FORGOTTEN AMERICA: MY JOURNEY THROUGH ROUTE 66. OKLAHOMA TO TEXAS

 

It was by no means by farthest journey but certainly my most ambitious in terms of preparation and demand and also my most rewarding. On paper a road trip through the heart of America from Oklahoma City to Las Vegas indicates
nothing out of the ordinary, but this was a celebration of Route 66, America’s Highway or, as she is more commonly known, the Mother Road, on her centennial.

Cutting from the heartland to the West Coast, this once indispensable pathway to the Pacific has fallen into neglect in the last forty years but it remains the embodiment of America from the vastness of the land to the changing landscapes, to the celebration of the American spirit and the struggles of the American experience. Pop-culture has kept it alive and though it has been decommissioned it is never empty. It is fabled more than any other road and in the story of Route 66 lies in many ways the story of America, in tragedy and triumph.

I had visited parts of Route 66 before. In 2017, I visited the start point in Chicago and have been to its end point many times on visits to Santa Monica. Also in 2017, I road through it from Southern California to Oatman, Arizona. But this would be my first exploration of the road that defines Americana and I began my journey in Oklahoma City, a fitting place for Oklahoma is where the Okies also began their journey westward on the Mother Road to the promised pastures of California after the Dust Bowl of destroyed the last of their crops in 1934. This desperate journey, in the great tradition of other journeys west throughout our history from Lewis and Clark to the Oregon Trail, was immortalized by John Steinbeck in his masterpiece The Grapes of Wrath, from which Route 66  earned not only its namesake as the Mother Road but an eternal place in the story of America.

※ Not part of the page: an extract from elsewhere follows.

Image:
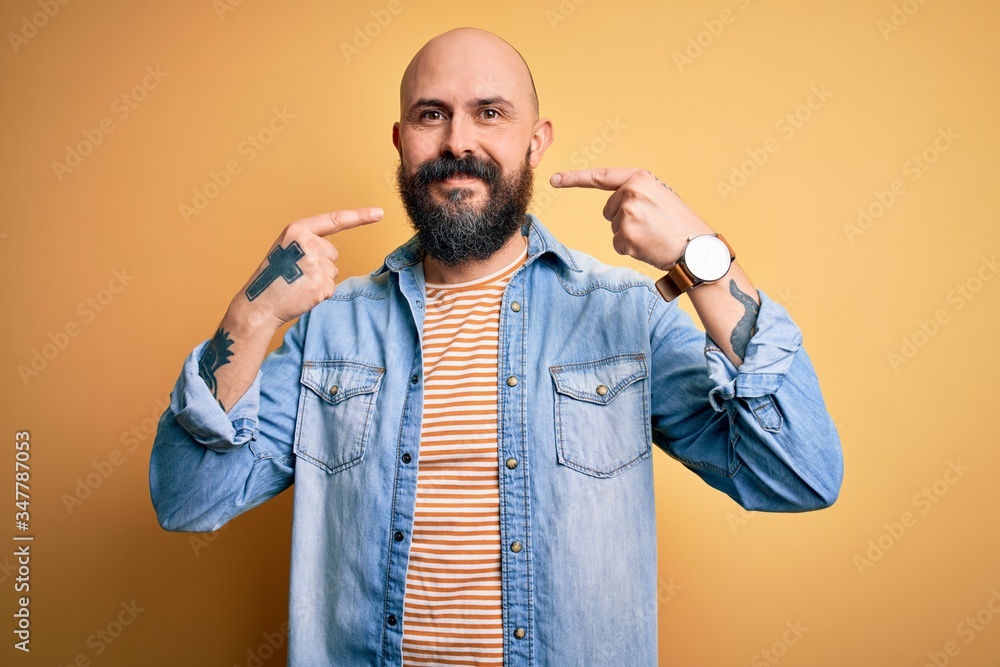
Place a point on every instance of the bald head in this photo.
(484, 64)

 Over ninety years before me, the Okies traversed Route 66 to the great unknown, much like their own forefathers did building this country.

Much like America and her history, Route 66 has many faces and many renditions and not only due to the changing landscapes. It began its history as a practical route to the west, became a trail of survival for many who saw their livelihoods destroyed, then it became a road of dreams and the host of Americana in everything from diners and kitschy motels to gigantic muffler men and the kookiest of attractions. Domestically alone, it became a place for generations to get their kicks, but it has mesmerized foreigners as well as the stretch of land to best experience our country.

I was never going to see much of Oklahoma on this trip as my plan was to pick up the rental car at Will Rogers International Airport and drive straight to Shamrock, Texas. This meant that I would be missing the Blue Whale of Catoosa, the concrete leviathan built by Hugh Davis, a retired zoologist in 1972 as a gift for his wife and grandchildren, but I was looking forward to seeing much of the legendary fields of the Sooner State. Due to a mishap with the airline, however, I ended up arriving in Oklahoma City much later, in the dawn hours of the next morning to be exact. This meant I had to cancel my rental car with Hertz but luckily was able to arrange for a Jeep Wrangler with Budget. And off I set for the near-three-hour drive to Texas in the darkness.

I could see very little once I left Oklahoma City, but the vastness of the plains was evident nonetheless. And even here signs of life came out to greet this weary traveler. My first encounter was a coyote that hurried across the road in front of the Jeep and into the wheat fields followed by a small herd of deer by the roadside (in the darkness I couldn’t tell if they were white-tail or mule deer, the two species found in the state).

I did not reach Shamrock until close to four in the morning and checked into the Western Motel. I was tired but not enough so to not notice the delightful U-Drop Inn Café across the street or two bats circling the sky above me. My adventure had started and the next day was going to be the true first taste of life on the road that shaped a continent.